The Assassinaton of Adolf Hitler

Part 6

 

by Chris Oakley

 

 

Includes material previously posted at Othertimelines.com

 

Summary:
In the first five parts of this series we recalled Adolf Hitler’s death in the July 20th bombing; Hermann Goering’s Assumption of power as German chancellor and subsequent overthrow by the Himmler-Bormann-Goebbels triad; Europe’s liberation from Nazi rule; the start of the jet age; Himmler’s mental breakdown and eventual suicide; the fall of Berlin; the demise of several prominent Nazi collaborators in western Europe and the capture of Benito Mussolini; the impact of the Third Reich’s collapse on the Manhattan Project; and the fears that pervaded Emperor Hirohito’s inner circle as Japan braced itself for the final Allied onslaught on its shrinking Pacific empire. In this chapter we’ll discuss the first atomic bomb, outline Roosevelt’s final days in the White House, and recall Harry S. Truman’s first days as President of the United States.

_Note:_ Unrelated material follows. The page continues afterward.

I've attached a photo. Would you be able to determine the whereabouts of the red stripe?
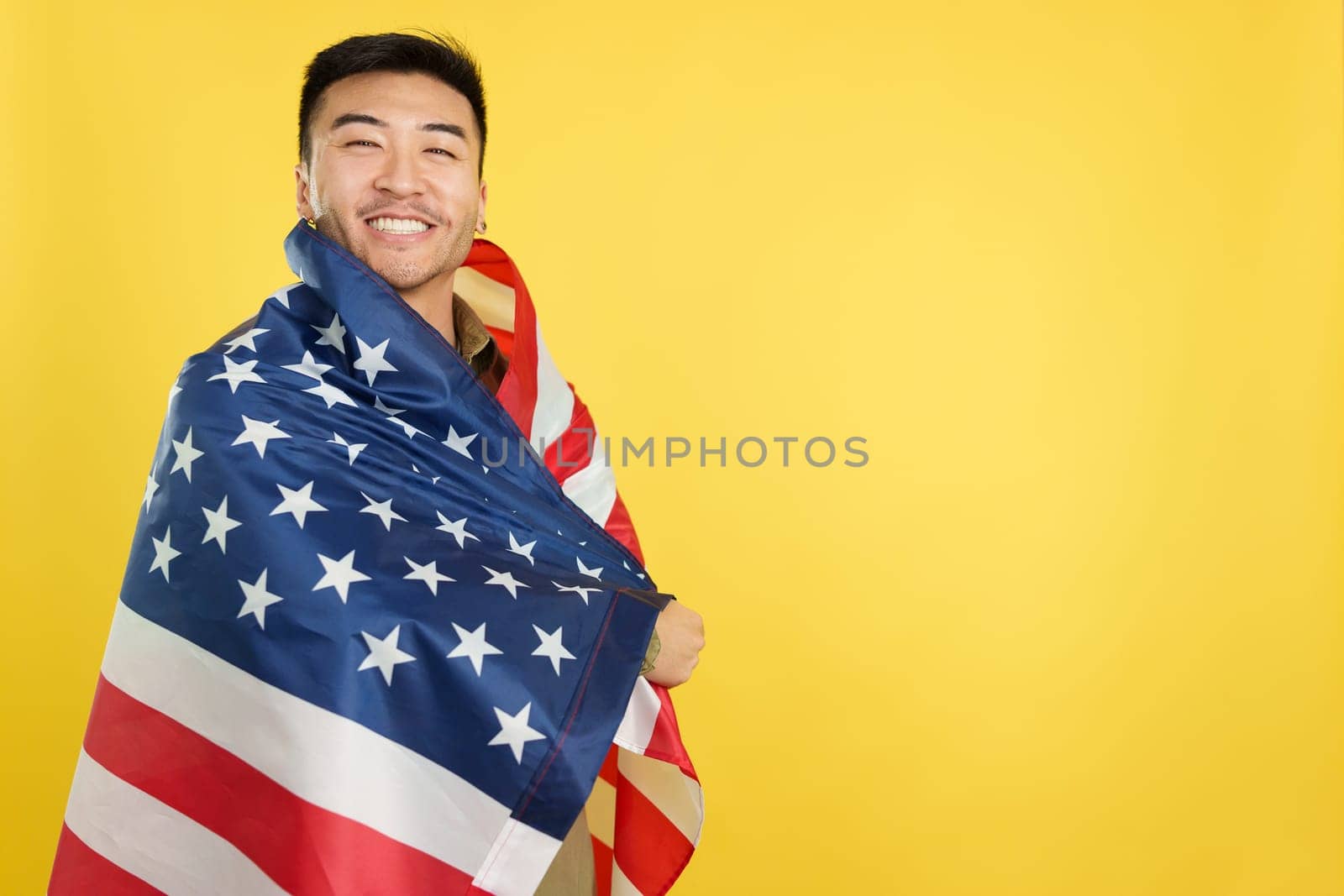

On March 3rd, 1945 Robert Oppenheimer and his colleagues gathered at a sheltered observation spot near the Trinity test site; though little if anything was known about what would happen when their experimental atomic device was set off, one fact was already beyond dispute— it was not a good idea to look directly at the blast or be standing out in the open when the prototype bomb detonated. Thus Oppenheimer and his team crouched within a concrete bunker a safe distance from the epicentre of the coming explosion, wearing tinted goggles to shield their eyes from the glare.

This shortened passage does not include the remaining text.